The point here is that these short service claims may not be high value but of course they can still be cumbersome for employers to deal with.
Higher Compliance and Administrative Costs
Employers will need to tighten up dismissal procedures, even during probation, to ensure they are “fair” from an earlier start date. That will involve more robust documentation of performance, conduct, warnings, reviews, and investigations so there is an audit trail.
As line managers will be critical to handling probationary issues fairly, more training and oversight will likely be needed together with revising HR policies: existing probation, dismissal, and performance-management frameworks may need to be overhauled.
Stronger Need for Probation
Obviously, qualifying for unfair dismissal rights at 6 months’ service creates an obligation on the employer to better manage staff issues as they develop and almost immediately upon employment commencing.
Financial Costs
According to HR professionals, this reform could impose a substantial financial burden: the government’s own business-impact assessment estimates up to £5 billion a year in costs across companies. These costs largely come from increased administration, more litigation risk, and more rigorous HR processes. That figure was based on Day 1 rights but we can still expect significant additional costs even with this moderated position of 6 months’ qualifying service.
Mitigation Strategies Employers Can Use
Remembering this is a proposed 2027 change then the main action employers should take now is to monitor the consultation timeline and be prepared to adjust internal policies and strategy in a timely manner.
Given the risks, employers will likely need to take a number of proactive steps:
- Revise HR Policies & Contracts: Update employment contracts, probation clauses, and dismissal policies to reflect the new legal reality.
- Implement Structured Probation: Use formal milestones (e.g., 1 month, 3 months, 6 months) with documented performance reviews.
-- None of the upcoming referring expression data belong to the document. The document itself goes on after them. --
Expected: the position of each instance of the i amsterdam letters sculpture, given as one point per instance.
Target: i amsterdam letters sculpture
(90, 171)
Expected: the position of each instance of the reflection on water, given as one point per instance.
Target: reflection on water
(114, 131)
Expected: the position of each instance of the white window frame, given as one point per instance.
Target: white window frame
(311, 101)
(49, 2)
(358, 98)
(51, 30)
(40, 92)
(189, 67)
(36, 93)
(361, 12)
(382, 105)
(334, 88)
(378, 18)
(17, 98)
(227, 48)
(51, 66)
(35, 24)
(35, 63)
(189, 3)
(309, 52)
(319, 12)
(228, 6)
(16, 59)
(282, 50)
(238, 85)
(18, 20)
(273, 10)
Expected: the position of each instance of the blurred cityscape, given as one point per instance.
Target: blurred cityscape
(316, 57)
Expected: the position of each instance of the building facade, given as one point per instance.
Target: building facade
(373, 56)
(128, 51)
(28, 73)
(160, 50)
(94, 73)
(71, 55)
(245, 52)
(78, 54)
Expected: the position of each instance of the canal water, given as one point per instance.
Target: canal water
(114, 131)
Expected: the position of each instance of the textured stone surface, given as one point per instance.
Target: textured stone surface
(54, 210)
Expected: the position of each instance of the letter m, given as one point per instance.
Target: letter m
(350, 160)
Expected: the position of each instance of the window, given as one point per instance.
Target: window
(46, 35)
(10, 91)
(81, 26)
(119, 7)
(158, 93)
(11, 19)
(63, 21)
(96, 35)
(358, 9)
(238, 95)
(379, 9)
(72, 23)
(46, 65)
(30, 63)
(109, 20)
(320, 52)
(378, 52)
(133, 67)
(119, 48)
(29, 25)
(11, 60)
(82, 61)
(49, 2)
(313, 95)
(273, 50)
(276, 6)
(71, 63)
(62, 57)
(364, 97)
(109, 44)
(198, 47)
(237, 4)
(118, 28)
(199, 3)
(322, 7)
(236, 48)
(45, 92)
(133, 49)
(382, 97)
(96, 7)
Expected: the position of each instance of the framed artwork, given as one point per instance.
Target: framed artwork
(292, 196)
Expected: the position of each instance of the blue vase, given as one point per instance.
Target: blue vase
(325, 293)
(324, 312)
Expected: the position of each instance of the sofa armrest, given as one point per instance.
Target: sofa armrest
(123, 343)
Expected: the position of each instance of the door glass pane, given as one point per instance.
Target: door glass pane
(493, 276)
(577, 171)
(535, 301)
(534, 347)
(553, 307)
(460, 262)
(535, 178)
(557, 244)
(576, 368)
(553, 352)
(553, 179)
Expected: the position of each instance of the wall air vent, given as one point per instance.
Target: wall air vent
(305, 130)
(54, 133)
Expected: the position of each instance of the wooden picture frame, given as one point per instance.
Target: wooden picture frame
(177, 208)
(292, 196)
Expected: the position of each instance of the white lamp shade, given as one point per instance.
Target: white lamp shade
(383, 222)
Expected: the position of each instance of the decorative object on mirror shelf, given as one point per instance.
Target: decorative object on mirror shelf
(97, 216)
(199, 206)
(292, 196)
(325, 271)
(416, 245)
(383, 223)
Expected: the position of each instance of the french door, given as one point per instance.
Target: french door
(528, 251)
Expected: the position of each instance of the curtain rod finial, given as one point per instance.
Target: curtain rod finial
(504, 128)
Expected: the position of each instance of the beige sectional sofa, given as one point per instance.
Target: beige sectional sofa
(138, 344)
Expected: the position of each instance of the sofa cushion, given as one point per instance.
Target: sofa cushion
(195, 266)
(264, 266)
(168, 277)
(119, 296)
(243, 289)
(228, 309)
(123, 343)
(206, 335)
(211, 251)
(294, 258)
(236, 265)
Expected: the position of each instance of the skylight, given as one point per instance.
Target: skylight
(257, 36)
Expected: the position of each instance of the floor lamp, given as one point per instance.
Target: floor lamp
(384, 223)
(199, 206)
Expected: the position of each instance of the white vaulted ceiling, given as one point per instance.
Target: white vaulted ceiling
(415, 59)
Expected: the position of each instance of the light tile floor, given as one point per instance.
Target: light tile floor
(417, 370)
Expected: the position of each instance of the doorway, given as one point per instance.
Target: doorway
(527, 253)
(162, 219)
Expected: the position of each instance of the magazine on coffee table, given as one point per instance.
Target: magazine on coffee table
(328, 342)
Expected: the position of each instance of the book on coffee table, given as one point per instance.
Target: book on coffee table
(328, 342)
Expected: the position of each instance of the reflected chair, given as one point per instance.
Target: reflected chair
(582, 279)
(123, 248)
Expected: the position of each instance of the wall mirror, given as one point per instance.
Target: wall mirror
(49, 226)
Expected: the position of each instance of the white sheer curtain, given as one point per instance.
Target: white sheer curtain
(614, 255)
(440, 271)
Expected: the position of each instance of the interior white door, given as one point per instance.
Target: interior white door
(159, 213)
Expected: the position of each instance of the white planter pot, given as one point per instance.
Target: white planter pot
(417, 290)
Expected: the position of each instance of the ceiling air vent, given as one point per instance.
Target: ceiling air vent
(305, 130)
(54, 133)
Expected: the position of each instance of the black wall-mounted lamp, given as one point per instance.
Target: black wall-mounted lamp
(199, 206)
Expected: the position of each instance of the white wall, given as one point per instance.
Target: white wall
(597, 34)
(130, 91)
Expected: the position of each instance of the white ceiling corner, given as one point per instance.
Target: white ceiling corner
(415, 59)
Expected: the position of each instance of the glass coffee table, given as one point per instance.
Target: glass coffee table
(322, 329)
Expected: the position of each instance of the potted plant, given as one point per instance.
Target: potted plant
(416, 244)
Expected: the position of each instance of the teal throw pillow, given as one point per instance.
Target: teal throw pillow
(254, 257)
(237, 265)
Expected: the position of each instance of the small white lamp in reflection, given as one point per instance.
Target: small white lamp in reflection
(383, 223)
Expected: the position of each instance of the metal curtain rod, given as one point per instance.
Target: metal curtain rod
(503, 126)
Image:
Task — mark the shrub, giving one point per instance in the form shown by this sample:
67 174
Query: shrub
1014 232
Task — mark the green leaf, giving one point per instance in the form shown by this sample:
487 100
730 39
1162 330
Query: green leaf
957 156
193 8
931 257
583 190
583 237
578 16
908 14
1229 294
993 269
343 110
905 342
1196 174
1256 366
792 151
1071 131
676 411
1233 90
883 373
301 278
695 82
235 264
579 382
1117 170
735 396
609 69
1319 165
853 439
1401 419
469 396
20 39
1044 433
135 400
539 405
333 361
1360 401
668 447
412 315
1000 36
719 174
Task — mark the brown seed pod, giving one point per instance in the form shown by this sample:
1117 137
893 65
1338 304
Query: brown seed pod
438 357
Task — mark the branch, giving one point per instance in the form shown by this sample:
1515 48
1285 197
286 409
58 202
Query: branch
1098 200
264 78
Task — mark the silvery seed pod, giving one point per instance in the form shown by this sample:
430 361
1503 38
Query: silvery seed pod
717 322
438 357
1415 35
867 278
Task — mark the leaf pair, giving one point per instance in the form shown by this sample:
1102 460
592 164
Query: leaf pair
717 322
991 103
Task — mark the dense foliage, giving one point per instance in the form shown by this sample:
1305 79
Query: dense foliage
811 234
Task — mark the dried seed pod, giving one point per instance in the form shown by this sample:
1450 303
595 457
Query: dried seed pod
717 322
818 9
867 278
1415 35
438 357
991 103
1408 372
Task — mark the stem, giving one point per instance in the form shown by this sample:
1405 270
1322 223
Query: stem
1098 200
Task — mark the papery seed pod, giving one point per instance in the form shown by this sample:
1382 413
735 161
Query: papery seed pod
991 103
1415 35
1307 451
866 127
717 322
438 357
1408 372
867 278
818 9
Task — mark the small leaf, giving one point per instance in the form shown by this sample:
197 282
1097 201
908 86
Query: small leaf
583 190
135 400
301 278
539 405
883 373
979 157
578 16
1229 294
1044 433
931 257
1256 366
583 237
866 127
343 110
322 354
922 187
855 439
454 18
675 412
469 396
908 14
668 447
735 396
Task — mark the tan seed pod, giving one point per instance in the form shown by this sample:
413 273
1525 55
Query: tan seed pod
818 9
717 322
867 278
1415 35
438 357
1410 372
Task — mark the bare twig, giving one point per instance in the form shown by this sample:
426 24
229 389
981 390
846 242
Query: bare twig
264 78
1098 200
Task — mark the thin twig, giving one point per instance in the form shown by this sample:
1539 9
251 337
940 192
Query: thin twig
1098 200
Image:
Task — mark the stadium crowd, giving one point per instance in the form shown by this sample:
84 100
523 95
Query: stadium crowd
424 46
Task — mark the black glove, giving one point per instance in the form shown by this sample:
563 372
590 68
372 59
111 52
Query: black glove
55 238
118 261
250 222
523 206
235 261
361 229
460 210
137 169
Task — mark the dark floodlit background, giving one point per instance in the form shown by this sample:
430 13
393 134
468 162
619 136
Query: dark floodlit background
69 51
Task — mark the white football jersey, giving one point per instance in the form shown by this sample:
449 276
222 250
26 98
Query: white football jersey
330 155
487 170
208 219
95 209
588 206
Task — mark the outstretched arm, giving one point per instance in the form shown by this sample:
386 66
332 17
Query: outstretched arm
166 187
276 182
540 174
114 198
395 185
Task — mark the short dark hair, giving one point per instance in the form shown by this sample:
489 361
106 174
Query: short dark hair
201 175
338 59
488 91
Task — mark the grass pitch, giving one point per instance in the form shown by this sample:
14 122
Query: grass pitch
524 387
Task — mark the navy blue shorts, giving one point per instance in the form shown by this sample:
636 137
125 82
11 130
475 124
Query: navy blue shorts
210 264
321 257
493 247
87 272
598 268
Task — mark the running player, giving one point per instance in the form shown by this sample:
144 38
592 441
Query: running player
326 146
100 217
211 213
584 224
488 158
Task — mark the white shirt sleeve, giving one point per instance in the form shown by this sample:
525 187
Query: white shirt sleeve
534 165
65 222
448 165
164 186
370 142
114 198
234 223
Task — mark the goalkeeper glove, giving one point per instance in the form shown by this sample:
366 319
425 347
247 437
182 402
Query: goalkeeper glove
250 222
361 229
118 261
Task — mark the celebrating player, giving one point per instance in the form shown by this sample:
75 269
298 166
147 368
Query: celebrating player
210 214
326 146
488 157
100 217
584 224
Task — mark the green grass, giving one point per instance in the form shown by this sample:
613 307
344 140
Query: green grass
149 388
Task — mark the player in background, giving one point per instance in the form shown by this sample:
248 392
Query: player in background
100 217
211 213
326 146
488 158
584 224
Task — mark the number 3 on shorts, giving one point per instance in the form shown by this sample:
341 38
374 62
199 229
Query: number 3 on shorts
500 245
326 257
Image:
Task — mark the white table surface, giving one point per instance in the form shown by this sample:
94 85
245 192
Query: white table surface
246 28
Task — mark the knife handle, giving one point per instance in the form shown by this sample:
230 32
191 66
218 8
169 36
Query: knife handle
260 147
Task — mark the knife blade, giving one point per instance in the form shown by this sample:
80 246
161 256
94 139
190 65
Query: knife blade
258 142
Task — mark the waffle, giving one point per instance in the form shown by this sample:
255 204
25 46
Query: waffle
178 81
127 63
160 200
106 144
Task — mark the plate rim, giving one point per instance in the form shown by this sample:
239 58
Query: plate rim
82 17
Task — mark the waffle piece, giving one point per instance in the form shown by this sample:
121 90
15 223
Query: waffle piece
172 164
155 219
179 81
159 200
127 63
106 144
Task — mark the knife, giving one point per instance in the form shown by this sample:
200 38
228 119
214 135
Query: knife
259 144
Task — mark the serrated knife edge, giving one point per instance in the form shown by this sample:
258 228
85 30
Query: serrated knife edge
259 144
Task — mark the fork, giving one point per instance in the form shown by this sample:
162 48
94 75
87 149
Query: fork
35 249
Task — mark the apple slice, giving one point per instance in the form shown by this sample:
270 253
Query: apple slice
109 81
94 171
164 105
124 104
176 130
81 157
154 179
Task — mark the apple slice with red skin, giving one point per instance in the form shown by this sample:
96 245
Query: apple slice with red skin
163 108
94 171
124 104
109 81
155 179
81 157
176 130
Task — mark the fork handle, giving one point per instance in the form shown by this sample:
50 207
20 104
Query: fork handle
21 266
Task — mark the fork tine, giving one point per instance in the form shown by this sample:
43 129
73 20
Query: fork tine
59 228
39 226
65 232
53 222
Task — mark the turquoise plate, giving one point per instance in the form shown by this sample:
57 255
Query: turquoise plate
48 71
- Train Managers: Equip managers with skills to handle performance/conduct issues fairly and document appropriately.
- Improve Record-Keeping: Keep thorough records of all performance discussions, warnings, investigations, and outcomes.
Conclusion
The move to a six months’ qualifying period for unfair dismissal rights is a major shift: it fundamentally changes the risk calculus for employers around hiring and dismissals. It is a relatively easy concept for employers to understand and to adjust to and thankfully does not have the complications of the original proposed Day 1 Rights which may very well have tied up employers in more compliance and monitoring obligations and created heightened litigation risks.